A revamped Sheraton would be designed to complement Queen’s Wharf and the nearby Jupiters Hotel and Casino on the Broadbeach Island.
The hotel is owned by a near unknown Chinese-backed group called Australia Wattle Development and is operated by Starwood Hotels and Resorts, which was recently acquired by Marriott International.
The hotel operator is believed to be keen on overhauling the famous property.
Star and its HK partners have already embarked on a $670 million upgrade of the Jupiters development.
Any redevelopment plan would be kept low-rise to accord with the Spit’s unique environment and would not include a gambling element, as no application for one of Queensland’s fiercely contested regional casino licences has been made to the state government.
The plans are at a preliminary stage and the companies did not comment but their senior ranks are deeply invested in the project.
The Weekend Australian can reveal that a new company, Destination Gold Coast Investments, was created to undertake the venture, listing as directors Star chief executive Matt Bekier, chair John O’Neill, company secretary Paul Martin and Far East Australia’s executive director Craig Williams and the chief executive of Chow Tai Fook Enterprises, Patrick Tsang.
While not dependent on winning a casino licence, if the high-profile purchase proceeds, it could scuttle nascent plans by Packer’s Crown casino, which was negotiating with Chinese-backed ASF to run a prospective second casino on the Gold Coast.
ASF won the right to develop a $6.5 billion regional casino, hotel, apartment and cruise ship terminal under the Queensland government’s integrated resort development proposal in 2014.
But after political wrangling over the location, the development has been downgraded to a potential $3 billion project on a 5ha waterfront site on the northern Gold Coast, across the road from the Sheraton Mirage.
While that process has drawn heavy publicity, the Star-led consortium has been quietly finalising talks to acquire the right to buy the Sheraton Mirage from the Chinese-backed group Australia Wattle Development, which has only recently acquired the hotel.
The Weekend Australian understands that venture had secured the site from MiiResorts, which had been trying to sell the property for more than a year.

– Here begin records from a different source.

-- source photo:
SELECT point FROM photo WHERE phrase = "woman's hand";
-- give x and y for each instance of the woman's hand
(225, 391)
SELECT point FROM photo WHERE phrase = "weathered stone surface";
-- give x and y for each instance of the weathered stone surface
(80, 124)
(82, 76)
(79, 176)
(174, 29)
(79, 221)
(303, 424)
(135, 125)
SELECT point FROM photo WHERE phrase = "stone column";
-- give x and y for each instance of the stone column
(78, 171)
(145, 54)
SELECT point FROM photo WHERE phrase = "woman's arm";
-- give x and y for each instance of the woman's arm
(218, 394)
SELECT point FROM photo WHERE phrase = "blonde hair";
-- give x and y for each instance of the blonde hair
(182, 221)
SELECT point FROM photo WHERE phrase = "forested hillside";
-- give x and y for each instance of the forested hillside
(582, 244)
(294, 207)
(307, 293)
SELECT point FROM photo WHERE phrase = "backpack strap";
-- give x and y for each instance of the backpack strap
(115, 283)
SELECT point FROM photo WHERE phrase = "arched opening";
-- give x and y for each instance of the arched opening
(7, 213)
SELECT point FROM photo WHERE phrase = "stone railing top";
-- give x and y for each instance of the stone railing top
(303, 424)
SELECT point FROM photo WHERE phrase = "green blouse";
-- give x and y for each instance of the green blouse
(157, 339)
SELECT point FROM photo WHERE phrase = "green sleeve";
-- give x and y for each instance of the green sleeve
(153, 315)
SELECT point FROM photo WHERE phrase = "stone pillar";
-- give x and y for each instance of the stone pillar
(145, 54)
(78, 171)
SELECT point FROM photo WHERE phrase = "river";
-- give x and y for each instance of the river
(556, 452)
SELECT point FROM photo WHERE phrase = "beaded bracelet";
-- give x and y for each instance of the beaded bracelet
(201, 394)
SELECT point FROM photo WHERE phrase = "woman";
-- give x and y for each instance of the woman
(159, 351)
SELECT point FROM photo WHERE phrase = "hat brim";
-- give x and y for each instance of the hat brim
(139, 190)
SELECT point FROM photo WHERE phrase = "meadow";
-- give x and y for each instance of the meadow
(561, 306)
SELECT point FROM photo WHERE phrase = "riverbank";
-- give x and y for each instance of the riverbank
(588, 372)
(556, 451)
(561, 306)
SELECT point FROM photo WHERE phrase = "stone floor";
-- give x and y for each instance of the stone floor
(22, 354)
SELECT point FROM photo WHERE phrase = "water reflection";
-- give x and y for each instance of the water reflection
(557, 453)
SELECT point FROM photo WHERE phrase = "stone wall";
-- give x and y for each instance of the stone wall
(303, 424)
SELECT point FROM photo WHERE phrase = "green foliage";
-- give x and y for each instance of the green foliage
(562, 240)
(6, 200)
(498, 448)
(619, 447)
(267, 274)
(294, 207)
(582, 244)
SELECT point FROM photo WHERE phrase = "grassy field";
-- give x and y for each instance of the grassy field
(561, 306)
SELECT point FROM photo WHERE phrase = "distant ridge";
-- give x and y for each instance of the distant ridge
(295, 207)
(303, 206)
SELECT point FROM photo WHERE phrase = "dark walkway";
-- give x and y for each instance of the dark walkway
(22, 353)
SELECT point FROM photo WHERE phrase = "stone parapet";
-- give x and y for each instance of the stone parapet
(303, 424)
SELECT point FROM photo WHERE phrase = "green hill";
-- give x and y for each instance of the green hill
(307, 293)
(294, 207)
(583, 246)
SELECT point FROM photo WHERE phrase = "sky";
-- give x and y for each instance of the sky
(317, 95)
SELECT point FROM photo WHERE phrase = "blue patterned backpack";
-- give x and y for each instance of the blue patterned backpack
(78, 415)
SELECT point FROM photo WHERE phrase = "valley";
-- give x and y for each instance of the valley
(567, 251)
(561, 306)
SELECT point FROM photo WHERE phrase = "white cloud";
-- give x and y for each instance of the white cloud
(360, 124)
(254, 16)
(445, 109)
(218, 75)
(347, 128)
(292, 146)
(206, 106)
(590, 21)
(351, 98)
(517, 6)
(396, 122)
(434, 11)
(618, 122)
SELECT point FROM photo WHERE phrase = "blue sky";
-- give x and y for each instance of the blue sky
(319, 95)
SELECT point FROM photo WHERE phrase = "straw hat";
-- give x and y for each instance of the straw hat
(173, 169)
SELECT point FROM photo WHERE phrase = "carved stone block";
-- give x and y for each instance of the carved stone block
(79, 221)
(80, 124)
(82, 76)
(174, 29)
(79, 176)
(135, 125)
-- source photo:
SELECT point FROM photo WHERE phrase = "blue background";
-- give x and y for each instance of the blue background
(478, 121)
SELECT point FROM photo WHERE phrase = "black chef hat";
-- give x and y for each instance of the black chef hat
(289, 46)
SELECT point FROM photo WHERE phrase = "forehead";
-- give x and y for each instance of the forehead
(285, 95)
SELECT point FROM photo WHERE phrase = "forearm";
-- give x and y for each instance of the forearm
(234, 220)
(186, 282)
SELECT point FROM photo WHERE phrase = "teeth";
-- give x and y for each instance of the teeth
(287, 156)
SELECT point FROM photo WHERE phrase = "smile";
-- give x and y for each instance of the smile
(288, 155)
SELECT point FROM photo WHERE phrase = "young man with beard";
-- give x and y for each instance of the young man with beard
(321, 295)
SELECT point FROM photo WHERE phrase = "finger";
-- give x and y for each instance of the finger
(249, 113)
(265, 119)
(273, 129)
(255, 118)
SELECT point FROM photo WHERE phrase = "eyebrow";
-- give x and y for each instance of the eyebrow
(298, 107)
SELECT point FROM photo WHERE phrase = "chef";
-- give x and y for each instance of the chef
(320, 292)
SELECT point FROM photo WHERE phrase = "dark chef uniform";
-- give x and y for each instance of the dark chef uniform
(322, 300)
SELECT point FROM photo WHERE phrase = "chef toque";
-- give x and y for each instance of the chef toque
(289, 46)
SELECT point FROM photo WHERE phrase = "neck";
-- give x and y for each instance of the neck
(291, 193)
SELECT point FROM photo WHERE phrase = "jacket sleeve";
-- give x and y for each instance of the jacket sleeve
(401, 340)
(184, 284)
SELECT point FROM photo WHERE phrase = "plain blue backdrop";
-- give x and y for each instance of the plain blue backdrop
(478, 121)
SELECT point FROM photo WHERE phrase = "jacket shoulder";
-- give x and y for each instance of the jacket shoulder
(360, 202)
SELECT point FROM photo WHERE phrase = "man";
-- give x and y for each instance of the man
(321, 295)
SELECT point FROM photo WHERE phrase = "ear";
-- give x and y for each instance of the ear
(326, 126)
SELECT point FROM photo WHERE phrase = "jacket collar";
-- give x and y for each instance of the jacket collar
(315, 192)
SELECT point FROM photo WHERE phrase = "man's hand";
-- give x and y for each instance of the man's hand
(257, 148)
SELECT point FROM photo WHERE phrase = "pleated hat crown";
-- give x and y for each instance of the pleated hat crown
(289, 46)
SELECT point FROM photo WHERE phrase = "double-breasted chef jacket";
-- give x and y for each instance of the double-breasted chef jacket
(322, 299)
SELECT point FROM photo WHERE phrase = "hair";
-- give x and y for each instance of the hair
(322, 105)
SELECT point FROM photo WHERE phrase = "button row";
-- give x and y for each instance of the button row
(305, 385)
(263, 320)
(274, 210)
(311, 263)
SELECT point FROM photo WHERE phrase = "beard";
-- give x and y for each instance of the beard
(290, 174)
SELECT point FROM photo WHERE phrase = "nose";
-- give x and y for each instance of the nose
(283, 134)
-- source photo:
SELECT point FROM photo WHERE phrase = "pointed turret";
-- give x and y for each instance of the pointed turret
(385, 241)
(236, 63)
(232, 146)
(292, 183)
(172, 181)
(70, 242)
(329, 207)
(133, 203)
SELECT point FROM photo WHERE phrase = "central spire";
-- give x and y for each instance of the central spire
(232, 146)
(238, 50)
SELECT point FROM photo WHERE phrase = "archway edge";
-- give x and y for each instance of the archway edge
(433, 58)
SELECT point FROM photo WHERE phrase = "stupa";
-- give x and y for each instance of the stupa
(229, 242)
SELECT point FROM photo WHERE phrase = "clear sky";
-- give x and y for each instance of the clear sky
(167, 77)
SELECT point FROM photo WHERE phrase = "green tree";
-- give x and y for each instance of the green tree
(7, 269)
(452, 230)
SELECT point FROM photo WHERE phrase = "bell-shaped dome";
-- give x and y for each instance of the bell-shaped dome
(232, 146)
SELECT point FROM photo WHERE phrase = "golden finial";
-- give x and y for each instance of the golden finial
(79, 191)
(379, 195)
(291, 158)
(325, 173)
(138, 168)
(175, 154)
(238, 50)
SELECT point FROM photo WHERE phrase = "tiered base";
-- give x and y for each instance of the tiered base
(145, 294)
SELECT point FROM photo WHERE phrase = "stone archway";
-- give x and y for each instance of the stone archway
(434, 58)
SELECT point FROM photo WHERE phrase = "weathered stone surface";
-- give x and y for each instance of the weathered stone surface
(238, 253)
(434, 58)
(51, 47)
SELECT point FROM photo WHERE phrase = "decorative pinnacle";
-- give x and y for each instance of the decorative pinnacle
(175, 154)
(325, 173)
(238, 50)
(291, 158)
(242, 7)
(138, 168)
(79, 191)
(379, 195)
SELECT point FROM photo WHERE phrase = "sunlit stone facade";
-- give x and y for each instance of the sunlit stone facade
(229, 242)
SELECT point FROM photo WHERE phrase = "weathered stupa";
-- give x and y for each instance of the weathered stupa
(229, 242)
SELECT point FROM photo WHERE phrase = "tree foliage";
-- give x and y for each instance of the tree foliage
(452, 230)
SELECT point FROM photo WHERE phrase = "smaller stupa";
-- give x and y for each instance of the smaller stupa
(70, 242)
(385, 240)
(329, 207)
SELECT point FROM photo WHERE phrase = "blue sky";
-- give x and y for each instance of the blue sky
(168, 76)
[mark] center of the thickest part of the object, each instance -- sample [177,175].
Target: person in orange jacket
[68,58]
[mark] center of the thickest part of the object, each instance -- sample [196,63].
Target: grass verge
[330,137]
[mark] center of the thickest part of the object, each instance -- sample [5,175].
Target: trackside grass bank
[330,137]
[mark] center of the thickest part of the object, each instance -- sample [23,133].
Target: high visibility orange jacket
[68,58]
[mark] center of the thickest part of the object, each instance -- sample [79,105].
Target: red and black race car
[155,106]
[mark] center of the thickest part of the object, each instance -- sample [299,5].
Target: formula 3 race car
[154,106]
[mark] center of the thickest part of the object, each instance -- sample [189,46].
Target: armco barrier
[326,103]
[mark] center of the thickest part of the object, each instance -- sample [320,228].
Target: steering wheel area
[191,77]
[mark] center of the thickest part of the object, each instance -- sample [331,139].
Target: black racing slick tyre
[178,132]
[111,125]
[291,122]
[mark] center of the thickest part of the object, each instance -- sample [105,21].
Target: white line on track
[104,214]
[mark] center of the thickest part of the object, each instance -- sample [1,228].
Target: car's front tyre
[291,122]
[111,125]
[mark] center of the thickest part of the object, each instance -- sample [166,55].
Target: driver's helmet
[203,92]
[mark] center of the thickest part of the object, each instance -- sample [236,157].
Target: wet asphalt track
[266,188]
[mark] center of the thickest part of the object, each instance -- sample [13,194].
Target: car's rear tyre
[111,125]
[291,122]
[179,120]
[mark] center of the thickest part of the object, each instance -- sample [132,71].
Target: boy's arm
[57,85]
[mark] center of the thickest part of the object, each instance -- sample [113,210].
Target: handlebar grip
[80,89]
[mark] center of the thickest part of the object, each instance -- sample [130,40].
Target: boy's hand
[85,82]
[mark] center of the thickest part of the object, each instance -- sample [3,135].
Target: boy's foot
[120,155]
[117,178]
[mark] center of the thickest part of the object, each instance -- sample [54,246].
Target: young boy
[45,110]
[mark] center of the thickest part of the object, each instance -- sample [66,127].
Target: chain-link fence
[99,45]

The Sheraton Mirage has a storeyed past. It was developed by tycoon Christopher Skase in 1987, and later sold to failed funds manager MFS and the Ray Group.
The pair sold the resort to Jim Raptis, whose companies went into receivership in 2008, when the hotel was sold for $62.5 million to Pearls Australasia, the local arm of major Indian conglomerate Pearls.
The now discredited Indian company has been found to have been a $9 billion fraud, dissipating the money of 58.5 million locals who believed they were investing in real estate developments.
Pearls, through its Australian arm Pearls Australasia, then also poured $20 million into renovating the resort.
MiiResorts, previously known as Pearls Australasia, has faced a Federal Court action by 46,000 investors, alleging money from a Ponzi scheme was sent to Australia to buy the resort and other properties.
In a Federal Court order last week Justice James Edelman ruled India’s Securities and Exchange Board could not join the existing court action, following opposition from the current class action.
The Indian statutory body, SEBI, wanted to join the Australian action “to complement” the existing case and recover the money but their application was opposed by representatives of the class action being run by Shine Lawyers.